Glitch Textiles by Phillip David Stearns
Another way of putting it, perhaps, would be that a social ontology is made possible, which, within the terms of the the constellation of practices and concepts grounding it, is both distanced from and placed in opposition to existing and historical practices. Where this is interesting is that, so far, the new aesthetic, as a set of curatorial or collectionist practices, has been deeply recursive in its manifestation – both computational in structure (certainly something I am interested in about it) – and also strikingly visual (so far) – and here the possibility of an immanent critique central to the new aesthetic can be identified, I think. Of course, it is too early to say how far we can push this, especially with something as nascent as the new aesthetic, which is still very much a contested constellation of concepts and ideas and playing out in various media forms, etc., but nonetheless, I suggest that one might still detect the outlines of a kind of mediated non-identity implicit within the new aesthetic, and this makes it interesting. So I am not claiming, in any sense, that the new aesthetic was "founded on critical thinking", rather that in a similar way that computational processes are not "critical thinking" but contain a certain non-reflexive reflexivity when seen through their recursive strategies – but again this is a potentiality that needs to be uncovered, and not in any sense determined. This is, perhaps, the site of a politics of the new aesthetic.

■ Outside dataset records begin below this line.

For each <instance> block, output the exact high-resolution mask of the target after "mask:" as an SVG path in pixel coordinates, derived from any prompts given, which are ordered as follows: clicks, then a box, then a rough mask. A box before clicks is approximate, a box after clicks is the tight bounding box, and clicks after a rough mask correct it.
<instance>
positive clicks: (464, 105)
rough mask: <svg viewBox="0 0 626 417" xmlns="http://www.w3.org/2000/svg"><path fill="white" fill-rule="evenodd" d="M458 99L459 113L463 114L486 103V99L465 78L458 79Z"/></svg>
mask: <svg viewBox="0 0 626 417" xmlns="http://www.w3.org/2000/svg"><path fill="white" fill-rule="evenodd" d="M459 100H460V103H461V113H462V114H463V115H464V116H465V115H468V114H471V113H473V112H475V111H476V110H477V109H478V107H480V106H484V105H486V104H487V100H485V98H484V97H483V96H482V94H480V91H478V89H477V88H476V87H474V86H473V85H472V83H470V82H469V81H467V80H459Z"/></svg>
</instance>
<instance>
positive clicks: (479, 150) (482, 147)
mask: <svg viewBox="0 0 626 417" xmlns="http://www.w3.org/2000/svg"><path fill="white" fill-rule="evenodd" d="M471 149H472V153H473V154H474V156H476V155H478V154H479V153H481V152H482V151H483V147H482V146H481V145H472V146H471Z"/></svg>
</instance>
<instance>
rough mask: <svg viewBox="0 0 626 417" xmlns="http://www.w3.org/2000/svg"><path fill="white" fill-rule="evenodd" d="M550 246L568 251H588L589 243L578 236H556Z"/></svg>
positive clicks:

Certainly there is much work to be done with the new aesthetic, and I, for one, do not think that everything is fixed in aspic – either by Bridle or any of the other commentators. Indeed, there is a need for thinking about the new aesthetic from a number of different perspectives, that for me is the point at which the new aesthetic is interesting for thinking with, and pushing it away seems to me to be an "over-hasty" move when it clearly points to a either a fresh constellations of concepts and ideas, or certainly a means for us to think about the old constellations in a new way. This means that we should not aim to be either for or against the new aesthetic, as such, but rather more interested in the philosophical and political work the new aesthetic makes possible.